In the wee hours, when millions of other people are injecting themselves with the media-heroin of football, have you ever wondered what the World Cup is actually for? Well – it’s to fill the Sommerloch. This is when all events disappear – for example, just to take the piss, Angela Merkel is currently visiting Who Cares Land, or “Kazakhstan”.
The reason for the Sommerloch is that everyone is too busy having fun outside to worry about the news. Half-naked ladies are sitting by lakes, watching handsome men emerge out of the water with their swimming trunks clinging to their penises. Young people are taking drugs, going to music festivals, listening to “psi-trance” and idling around deciding who to have sex with next. And children are having the best time of their lives, up later than ever, playing in the park, until their tanned mums finally call them in for their tea.
What about the reporters? They are slowly baking in their offices, their brains frying with the effort of working out a way to fill the column-inches and air-minutes. “If only there was something to annoy people with,” we all think. “Even just a bit. Some kind of flu, or a celebrity death. It’s so sunny outside. I wish I was there, like a normal person.”

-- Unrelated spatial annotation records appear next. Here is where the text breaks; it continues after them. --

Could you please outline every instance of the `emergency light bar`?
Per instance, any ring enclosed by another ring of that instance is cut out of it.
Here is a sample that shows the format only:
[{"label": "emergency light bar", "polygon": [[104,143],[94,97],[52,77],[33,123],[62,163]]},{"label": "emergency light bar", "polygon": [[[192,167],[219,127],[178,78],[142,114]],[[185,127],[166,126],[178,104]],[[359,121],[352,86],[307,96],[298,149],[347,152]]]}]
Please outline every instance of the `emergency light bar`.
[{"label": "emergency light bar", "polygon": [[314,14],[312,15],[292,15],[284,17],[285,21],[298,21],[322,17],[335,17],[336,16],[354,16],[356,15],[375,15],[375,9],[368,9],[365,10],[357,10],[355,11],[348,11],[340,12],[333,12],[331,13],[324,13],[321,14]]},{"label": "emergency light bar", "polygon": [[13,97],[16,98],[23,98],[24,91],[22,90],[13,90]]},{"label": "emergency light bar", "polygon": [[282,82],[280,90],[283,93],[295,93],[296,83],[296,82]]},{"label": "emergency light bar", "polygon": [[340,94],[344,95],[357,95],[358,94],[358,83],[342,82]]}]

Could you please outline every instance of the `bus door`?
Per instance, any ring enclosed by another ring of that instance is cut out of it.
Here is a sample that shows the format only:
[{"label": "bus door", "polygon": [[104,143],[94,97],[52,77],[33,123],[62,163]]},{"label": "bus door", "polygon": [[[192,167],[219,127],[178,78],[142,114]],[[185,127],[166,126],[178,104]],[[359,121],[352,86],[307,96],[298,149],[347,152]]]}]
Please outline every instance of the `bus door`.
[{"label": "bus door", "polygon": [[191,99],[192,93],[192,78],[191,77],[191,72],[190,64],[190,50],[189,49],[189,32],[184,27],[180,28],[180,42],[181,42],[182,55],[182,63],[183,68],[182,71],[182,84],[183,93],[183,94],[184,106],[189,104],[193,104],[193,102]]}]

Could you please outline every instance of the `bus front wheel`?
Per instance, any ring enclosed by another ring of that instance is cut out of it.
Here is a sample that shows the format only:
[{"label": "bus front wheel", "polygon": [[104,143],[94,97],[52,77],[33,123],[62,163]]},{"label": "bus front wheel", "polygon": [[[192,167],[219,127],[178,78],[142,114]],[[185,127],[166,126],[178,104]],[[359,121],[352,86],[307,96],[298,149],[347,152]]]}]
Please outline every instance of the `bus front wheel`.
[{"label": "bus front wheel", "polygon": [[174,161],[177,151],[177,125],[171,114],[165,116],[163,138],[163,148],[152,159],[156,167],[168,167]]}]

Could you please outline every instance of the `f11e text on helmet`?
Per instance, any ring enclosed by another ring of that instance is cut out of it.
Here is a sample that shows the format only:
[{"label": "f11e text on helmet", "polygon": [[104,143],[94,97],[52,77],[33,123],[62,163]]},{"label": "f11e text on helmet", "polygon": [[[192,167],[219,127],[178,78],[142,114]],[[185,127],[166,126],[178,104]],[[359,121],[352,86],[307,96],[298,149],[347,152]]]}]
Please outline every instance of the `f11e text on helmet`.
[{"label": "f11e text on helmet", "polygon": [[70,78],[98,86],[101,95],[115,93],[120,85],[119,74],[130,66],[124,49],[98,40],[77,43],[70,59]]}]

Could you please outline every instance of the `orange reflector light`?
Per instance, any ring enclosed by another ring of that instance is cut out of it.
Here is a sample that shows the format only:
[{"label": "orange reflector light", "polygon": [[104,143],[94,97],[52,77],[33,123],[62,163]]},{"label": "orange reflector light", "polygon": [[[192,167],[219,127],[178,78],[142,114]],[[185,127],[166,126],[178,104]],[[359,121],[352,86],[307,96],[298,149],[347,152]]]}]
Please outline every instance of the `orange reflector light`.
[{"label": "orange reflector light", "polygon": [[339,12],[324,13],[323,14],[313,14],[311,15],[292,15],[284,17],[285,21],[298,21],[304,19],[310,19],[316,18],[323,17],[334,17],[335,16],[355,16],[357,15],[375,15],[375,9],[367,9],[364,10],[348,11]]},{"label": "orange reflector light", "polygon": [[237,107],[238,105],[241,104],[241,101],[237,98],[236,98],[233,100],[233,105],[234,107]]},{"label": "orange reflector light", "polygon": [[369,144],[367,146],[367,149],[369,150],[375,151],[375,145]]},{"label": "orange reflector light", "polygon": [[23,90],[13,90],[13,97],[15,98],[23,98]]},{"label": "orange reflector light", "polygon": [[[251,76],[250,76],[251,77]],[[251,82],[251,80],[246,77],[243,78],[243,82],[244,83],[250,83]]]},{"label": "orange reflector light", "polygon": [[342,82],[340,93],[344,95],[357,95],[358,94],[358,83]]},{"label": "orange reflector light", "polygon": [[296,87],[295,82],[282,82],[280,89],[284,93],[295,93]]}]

But then look! The sun just keeps on shining! It’s shining so much that things are dying: grass, fish, people, nuclear power stations, and trains are even cooking their passengers. So many stories! Good old sun! Not only the single source of life on Earth, but now the source of all the news.
And as for you normal people, with all your “definitely a lake day” Facebook updates, I bet you’re laughing on the other side of your sun-burnt faces now! We’re coming to interview you about how hot you are. And after that, we’re probably going to get some experts to bother you with advice about your fluids. Ha! If only there was a German word for laughing at other people’s misfortunes.